A simple approach is to select one outcome as a reference outcome and define a relative importance adjustment (ie, a multiplier) for each other outcome as a modifier to apply to effect estimates. In making individual patient-specific decisions, one could enter the quantitative estimates of relative importance for the individual patient and derive an individualised estimate of net effect. With further development, this approach could inform shared decision-making for individual patients.
For groups of patients, one could consider quantitative estimates of relative importance as ranges. In making population-specific recommendations, one could use a range of relative importance estimates considered reasonable to capture most members of the population and check for robustness of estimates of net effect across the range of relative importance. One would then lower the rating of certainty of net benefit if the estimate of net effect crosses to net harm within the range of relative importance. The later discussion of sensitivity analysis for the net effect estimate (step 6) will address the concepts of ranges and certainties of relative importance.

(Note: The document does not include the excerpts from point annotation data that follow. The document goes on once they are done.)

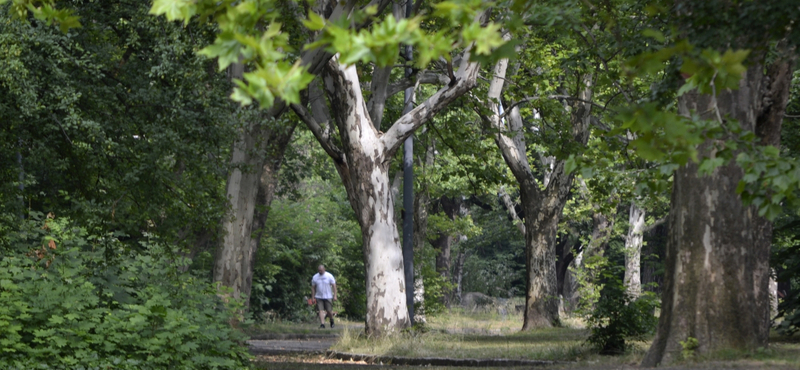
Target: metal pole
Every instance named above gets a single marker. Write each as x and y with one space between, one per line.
408 190
21 180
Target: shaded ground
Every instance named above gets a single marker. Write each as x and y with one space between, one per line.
277 347
322 363
461 336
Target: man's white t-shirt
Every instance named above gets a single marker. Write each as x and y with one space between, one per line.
323 284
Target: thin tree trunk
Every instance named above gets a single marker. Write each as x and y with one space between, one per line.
717 259
542 208
421 205
257 156
633 250
458 274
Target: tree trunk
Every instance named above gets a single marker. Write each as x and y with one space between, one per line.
363 164
257 156
458 275
717 259
542 208
541 298
421 203
565 256
633 250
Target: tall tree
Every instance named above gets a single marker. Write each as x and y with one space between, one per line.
542 201
717 257
363 164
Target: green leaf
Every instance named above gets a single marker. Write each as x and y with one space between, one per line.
655 34
174 9
314 22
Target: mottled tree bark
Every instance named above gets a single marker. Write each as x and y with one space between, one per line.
256 157
633 250
542 208
363 164
717 260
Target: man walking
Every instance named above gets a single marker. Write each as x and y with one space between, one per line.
323 289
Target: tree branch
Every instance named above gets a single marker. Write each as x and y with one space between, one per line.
509 205
654 225
403 128
318 132
425 78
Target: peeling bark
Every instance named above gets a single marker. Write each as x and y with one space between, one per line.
633 250
542 208
717 258
363 164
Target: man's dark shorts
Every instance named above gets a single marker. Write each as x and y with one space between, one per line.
324 304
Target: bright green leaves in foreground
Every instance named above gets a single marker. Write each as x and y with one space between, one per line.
44 11
663 135
277 72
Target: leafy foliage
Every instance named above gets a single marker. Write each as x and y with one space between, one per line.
278 72
75 300
312 224
617 317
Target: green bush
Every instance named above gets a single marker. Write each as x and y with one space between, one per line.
78 301
618 318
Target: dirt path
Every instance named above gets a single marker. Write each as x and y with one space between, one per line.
292 346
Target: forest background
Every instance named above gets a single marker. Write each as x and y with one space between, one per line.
121 142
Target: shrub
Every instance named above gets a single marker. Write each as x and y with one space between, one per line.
78 301
617 317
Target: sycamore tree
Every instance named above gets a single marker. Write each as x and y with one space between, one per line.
722 134
348 40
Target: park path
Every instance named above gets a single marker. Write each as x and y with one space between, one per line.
290 346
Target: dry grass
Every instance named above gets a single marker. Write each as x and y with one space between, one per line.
559 344
288 327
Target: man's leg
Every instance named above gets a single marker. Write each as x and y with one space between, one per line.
329 309
321 307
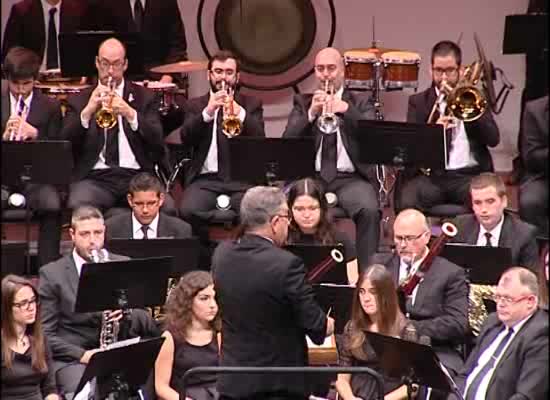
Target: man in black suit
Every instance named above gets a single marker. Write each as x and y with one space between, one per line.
158 21
267 315
35 23
490 225
337 160
510 360
106 160
467 146
438 307
208 174
533 193
145 197
27 114
74 337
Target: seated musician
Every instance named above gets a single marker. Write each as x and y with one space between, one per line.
145 221
510 360
337 159
374 309
533 192
491 225
208 174
27 370
311 224
75 337
192 323
468 153
438 306
107 159
27 114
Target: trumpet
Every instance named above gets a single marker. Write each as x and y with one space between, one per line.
328 122
105 117
231 124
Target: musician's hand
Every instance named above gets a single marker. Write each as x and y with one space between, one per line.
330 326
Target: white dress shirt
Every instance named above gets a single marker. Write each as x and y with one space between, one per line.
495 234
343 160
486 356
152 232
46 7
126 156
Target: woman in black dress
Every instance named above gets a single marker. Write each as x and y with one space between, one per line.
311 223
374 309
191 326
27 371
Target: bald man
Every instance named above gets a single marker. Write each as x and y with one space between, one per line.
438 307
106 161
337 162
510 360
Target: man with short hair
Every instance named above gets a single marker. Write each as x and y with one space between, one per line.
267 307
337 162
74 337
145 221
510 359
491 225
27 114
467 145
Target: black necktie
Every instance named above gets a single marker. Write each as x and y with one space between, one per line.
51 51
488 239
138 15
328 158
145 228
474 386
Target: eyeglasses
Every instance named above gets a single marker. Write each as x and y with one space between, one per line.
452 71
115 64
408 238
26 304
507 300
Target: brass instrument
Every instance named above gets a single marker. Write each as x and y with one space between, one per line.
105 117
109 329
328 122
231 124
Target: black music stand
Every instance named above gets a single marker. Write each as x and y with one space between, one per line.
41 162
402 144
267 160
414 363
184 252
330 258
85 44
124 284
121 371
337 299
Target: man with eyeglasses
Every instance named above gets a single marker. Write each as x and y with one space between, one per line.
467 142
208 173
337 162
438 306
510 359
107 159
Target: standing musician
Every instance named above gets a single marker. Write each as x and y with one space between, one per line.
36 24
107 159
267 308
468 153
27 114
208 173
438 306
337 159
75 337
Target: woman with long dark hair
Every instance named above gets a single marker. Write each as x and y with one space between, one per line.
191 326
375 308
311 222
27 371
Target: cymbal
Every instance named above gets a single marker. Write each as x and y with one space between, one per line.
181 67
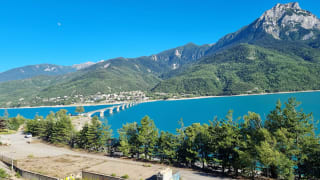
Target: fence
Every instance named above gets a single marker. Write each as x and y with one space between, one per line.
24 173
95 176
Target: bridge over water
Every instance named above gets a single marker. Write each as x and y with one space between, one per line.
111 109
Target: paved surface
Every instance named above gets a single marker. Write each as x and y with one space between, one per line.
20 149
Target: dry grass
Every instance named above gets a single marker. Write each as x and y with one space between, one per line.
59 166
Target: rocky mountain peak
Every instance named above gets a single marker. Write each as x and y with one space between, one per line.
284 21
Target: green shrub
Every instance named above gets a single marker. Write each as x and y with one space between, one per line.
125 176
3 173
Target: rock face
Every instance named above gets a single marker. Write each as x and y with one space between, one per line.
34 70
286 20
83 66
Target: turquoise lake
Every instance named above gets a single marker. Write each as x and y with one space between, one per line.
166 114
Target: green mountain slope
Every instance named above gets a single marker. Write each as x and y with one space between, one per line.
279 51
110 76
35 70
244 69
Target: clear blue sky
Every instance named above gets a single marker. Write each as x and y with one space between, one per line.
68 32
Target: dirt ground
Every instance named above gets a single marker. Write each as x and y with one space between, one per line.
61 161
134 171
59 166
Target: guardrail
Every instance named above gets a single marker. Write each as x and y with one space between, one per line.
95 176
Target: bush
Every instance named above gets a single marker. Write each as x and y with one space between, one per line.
3 174
125 176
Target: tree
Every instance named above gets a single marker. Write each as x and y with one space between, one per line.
167 147
227 138
79 109
62 129
147 136
15 122
6 114
128 136
3 124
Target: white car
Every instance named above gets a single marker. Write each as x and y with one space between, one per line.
28 135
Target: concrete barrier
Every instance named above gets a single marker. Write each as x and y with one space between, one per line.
9 161
33 176
95 176
24 173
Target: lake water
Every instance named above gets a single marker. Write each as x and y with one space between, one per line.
166 114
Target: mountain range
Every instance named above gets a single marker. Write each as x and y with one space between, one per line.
279 51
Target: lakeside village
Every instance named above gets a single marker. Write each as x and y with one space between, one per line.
99 98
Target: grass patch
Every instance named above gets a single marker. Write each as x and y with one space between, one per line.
126 176
3 174
146 165
7 131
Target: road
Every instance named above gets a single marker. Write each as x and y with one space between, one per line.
20 149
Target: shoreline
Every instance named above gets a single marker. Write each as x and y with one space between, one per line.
170 99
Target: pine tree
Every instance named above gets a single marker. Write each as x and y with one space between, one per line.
147 136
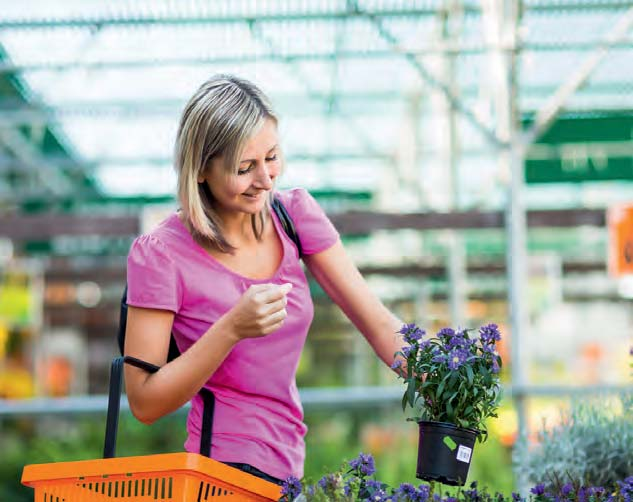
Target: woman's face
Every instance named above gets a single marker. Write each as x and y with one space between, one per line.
246 191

Methods to determine quantitative estimates of relative importance from a patient perspective include discrete-choice experiments,15 preference-eliciting surveys among patients16 and systematic reviews of such surveys.17 Determination of relative importance could provide an opportunity for engaging patients as partners in research design, a developing expectation in medical publishing.18 When such evidence is unavailable for the outcomes associated with a recommendation, guideline panels can still explicitly make best guesses of the importance the target population will place on the relevant outcomes. Further discussion of the methods for determining relative importance is beyond the scope of this paper.
If the outcomes to be combined include both continuous measures and dichotomous measures, the assignment of relative importance becomes more complicated and would take additional methods to reach a shared unit of measure (such as conversion to quality-adjusted life-year estimates). Utilities reported for decision analyses may be convertible to relative importance of outcomes. However, utilities are often reported with a range from 0 (for death or worst outcome) to 1 (for optimal quality of life or best outcome), and relative importance of outcomes functioning as multipliers would not be meaningful if multiplied by 0. Relative importance of outcome estimates equal to 1 minus the utility could convert utilities to meaningful multipliers.
Step 3: Combine the importance-adjusted effect estimates.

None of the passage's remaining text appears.